From a3383ce3fd6bc30b01681503a4307df2462c8bd4 Mon Sep 17 00:00:00 2001
From: Pradyumn Singh Rahar <rvrahar@gmail.com>
Date: Sun, 23 Oct 2022 17:56:40 +0530
Subject: [PATCH] Reduced Time Complexity to O(sqrt(n)) (#7429)

* Reduced Time Complexity to O(sqrt(n))

* Added testmod

* [pre-commit.ci] auto fixes from pre-commit.com hooks

for more information, see https://pre-commit.ci

Co-authored-by: pre-commit-ci[bot] <66853113+pre-commit-ci[bot]@users.noreply.github.com>
---
 maths/factors.py | 24 ++++++++++++++++++++----
 1 file changed, 20 insertions(+), 4 deletions(-)

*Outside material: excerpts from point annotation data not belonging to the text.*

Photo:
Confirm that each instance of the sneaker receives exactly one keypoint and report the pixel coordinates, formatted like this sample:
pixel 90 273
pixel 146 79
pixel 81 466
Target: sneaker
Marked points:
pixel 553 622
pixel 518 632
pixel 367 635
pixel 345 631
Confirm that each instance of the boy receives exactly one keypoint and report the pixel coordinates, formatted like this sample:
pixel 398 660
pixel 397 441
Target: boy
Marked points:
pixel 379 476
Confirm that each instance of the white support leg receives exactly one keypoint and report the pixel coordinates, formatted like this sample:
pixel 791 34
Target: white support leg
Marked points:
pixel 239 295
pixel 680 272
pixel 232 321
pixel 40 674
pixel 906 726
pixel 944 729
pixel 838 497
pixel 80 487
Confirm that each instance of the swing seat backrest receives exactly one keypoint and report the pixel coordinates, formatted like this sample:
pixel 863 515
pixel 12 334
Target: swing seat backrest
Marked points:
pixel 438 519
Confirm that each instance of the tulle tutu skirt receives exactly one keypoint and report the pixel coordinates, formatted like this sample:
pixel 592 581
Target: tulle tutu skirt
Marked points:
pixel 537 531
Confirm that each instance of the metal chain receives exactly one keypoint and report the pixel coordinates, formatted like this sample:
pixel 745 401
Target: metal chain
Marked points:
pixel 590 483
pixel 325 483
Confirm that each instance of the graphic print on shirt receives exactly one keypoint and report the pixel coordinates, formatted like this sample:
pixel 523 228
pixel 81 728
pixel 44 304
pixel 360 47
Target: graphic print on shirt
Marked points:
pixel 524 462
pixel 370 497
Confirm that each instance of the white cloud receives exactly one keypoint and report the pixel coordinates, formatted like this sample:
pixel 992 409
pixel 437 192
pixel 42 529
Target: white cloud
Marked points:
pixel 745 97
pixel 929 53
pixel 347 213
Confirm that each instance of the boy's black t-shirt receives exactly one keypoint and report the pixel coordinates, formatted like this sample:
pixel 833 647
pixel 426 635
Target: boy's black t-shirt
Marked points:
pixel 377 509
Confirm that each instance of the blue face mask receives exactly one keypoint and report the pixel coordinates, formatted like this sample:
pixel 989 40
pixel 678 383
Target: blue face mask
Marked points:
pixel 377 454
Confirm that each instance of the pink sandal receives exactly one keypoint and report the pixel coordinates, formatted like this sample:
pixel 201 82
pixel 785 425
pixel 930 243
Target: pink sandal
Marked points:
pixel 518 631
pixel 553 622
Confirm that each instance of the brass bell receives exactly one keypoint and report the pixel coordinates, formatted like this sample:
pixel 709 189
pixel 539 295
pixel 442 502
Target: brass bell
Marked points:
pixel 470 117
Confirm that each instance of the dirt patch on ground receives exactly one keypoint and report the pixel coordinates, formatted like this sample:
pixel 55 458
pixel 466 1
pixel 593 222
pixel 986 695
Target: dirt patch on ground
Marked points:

diff --git a/maths/factors.py b/maths/factors.py
index e2fdc4063..ae2e5316c 100644
--- a/maths/factors.py
+++ b/maths/factors.py
@@ -1,3 +1,7 @@
+from doctest import testmod
+from math import sqrt
+
+
 def factors_of_a_number(num: int) -> list:
     """
     >>> factors_of_a_number(1)
@@ -9,10 +13,22 @@ def factors_of_a_number(num: int) -> list:
     >>> factors_of_a_number(-24)
     []
     """
-    return [i for i in range(1, num + 1) if num % i == 0]
+    facs: list[int] = []
+    if num < 1:
+        return facs
+    facs.append(1)
+    if num == 1:
+        return facs
+    facs.append(num)
+    for i in range(2, int(sqrt(num)) + 1):
+        if num % i == 0:  # If i is a factor of num
+            facs.append(i)
+            d = num // i  # num//i is the other factor of num
+            if d != i:  # If d and i are distinct
+                facs.append(d)  # we have found another factor
+    facs.sort()
+    return facs
 
 
 if __name__ == "__main__":
-    num = int(input("Enter a number to find its factors: "))
-    factors = factors_of_a_number(num)
-    print(f"{num} has {len(factors)} factors: {', '.join(str(f) for f in factors)}")
+    testmod(name="factors_of_a_number", verbose=True)